16 de octubre de 2009

EL ESCRITOR

Cinco lápices o lapiceros
con olor a madera
y foto fija de la niñez
listos para escribir versos
siempre inacabados
o relatos cortos de tiempo,
y a veces de intención,
sin contar alguno que no debe,
que no quiere que surja y existirán
por siempre, para siempre, dentro de él.

Una goma de borrar blanca
con pecado de tacto incorporado
para hacer desaparecer
todas las veces que sus dedos
escriben lo que quieren
en un cuaderno caja-fuerte
testigo desde su interior
de las ideas de un navegante
perseguido por la mar.

Una cuhilla amiga
de sus nervios serenos
que hace virutas de fiesta
cuando no encuentra
en la punta gastada, afónica,
de sus lápices o lapiceros,
los mensajes que seguro,
están guardadas mas allá,
dentro de una vena negra.

Poco más.
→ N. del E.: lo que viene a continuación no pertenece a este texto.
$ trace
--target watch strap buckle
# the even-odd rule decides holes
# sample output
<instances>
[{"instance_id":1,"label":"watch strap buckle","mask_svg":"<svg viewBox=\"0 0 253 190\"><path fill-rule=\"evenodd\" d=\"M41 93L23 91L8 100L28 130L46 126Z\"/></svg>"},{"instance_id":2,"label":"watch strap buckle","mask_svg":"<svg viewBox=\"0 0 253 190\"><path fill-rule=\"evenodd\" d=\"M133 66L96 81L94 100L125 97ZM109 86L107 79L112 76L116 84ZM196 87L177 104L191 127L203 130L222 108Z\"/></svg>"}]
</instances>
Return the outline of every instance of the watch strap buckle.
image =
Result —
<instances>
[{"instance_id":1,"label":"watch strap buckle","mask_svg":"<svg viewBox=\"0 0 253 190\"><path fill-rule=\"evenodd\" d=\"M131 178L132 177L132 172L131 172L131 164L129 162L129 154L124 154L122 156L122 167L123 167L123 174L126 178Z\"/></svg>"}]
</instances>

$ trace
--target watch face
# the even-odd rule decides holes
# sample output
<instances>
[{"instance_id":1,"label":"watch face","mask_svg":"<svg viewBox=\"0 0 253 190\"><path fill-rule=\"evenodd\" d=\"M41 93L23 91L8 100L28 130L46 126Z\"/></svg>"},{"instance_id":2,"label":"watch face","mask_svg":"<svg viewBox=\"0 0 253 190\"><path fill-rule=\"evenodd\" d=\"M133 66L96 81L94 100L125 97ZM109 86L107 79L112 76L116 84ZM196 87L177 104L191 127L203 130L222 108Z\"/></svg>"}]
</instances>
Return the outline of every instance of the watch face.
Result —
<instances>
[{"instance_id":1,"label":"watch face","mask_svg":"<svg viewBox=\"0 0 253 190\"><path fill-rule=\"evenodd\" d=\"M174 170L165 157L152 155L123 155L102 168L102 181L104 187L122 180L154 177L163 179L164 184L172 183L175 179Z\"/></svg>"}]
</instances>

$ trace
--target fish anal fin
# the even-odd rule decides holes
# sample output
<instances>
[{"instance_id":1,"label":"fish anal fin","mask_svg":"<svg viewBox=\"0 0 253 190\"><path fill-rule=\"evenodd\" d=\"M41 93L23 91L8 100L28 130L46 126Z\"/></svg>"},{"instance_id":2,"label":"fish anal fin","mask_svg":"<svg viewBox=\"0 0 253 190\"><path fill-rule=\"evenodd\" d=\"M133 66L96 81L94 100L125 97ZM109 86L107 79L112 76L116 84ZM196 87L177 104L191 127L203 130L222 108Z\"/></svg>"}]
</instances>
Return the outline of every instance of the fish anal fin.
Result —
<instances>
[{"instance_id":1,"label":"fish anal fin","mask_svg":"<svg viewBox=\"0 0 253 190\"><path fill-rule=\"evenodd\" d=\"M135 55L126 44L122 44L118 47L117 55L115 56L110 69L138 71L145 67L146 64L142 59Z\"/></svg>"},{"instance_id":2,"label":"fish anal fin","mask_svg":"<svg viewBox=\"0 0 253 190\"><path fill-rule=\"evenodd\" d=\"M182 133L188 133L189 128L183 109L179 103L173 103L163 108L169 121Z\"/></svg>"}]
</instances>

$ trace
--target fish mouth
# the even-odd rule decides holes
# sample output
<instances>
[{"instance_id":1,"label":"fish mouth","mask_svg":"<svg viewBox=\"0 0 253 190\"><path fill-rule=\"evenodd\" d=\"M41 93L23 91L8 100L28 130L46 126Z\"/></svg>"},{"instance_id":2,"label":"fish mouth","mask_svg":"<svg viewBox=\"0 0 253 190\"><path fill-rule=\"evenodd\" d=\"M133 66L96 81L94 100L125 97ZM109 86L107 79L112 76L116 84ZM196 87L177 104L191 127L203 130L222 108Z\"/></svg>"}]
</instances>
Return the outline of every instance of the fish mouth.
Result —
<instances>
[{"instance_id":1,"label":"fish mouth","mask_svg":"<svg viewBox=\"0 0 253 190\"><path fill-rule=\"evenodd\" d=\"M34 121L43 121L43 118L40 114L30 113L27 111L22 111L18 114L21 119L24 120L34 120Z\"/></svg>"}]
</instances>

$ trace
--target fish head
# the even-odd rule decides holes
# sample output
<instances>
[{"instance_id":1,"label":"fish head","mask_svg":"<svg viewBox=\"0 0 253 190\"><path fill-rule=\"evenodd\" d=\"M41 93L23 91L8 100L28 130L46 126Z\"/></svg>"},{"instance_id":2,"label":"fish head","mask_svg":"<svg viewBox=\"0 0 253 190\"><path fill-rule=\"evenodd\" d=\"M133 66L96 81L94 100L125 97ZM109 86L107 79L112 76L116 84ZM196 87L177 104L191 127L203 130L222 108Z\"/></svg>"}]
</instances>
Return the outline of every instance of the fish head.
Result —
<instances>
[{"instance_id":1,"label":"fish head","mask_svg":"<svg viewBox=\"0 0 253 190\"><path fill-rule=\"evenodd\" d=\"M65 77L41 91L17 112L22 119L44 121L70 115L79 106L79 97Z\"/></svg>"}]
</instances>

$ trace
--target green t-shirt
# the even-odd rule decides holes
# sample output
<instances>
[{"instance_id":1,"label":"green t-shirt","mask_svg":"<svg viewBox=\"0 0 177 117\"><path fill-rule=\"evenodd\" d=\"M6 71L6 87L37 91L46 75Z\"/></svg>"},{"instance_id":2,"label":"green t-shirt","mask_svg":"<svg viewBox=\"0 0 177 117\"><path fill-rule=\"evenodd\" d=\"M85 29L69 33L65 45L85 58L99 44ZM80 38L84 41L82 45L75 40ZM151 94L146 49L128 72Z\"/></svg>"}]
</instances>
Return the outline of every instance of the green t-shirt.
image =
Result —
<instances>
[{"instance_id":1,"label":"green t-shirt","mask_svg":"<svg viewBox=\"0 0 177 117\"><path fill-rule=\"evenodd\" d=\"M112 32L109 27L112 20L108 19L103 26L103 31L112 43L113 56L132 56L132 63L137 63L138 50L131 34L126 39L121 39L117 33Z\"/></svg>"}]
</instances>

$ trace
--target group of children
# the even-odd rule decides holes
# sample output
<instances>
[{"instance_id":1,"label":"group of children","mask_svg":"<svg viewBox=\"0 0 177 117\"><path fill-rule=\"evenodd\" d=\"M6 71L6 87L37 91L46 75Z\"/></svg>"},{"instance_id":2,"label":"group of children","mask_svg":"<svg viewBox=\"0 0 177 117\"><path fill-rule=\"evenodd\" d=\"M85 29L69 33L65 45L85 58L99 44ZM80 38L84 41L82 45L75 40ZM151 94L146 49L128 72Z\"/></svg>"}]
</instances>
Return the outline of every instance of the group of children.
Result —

Una trilogía de dedos
que sobreviven para sujetar
el cañón de sus palabras,
con mas alma que fuego,
y le conducen con rumbo exacto
por el mapa cuadriculado de papel,
mientras una cabeza encargada
de unir ideas con versos, trabaja
una y otra vez, una y otra vez, una y otra vez.

Todo cabe en una bolsa pequeña
de espacios fugaces y sinceros
para ir y volver, colgada de su hombro
con un peso… abrumadoramente insignificante.

Y lo demás no importa. Lo demás no cuenta.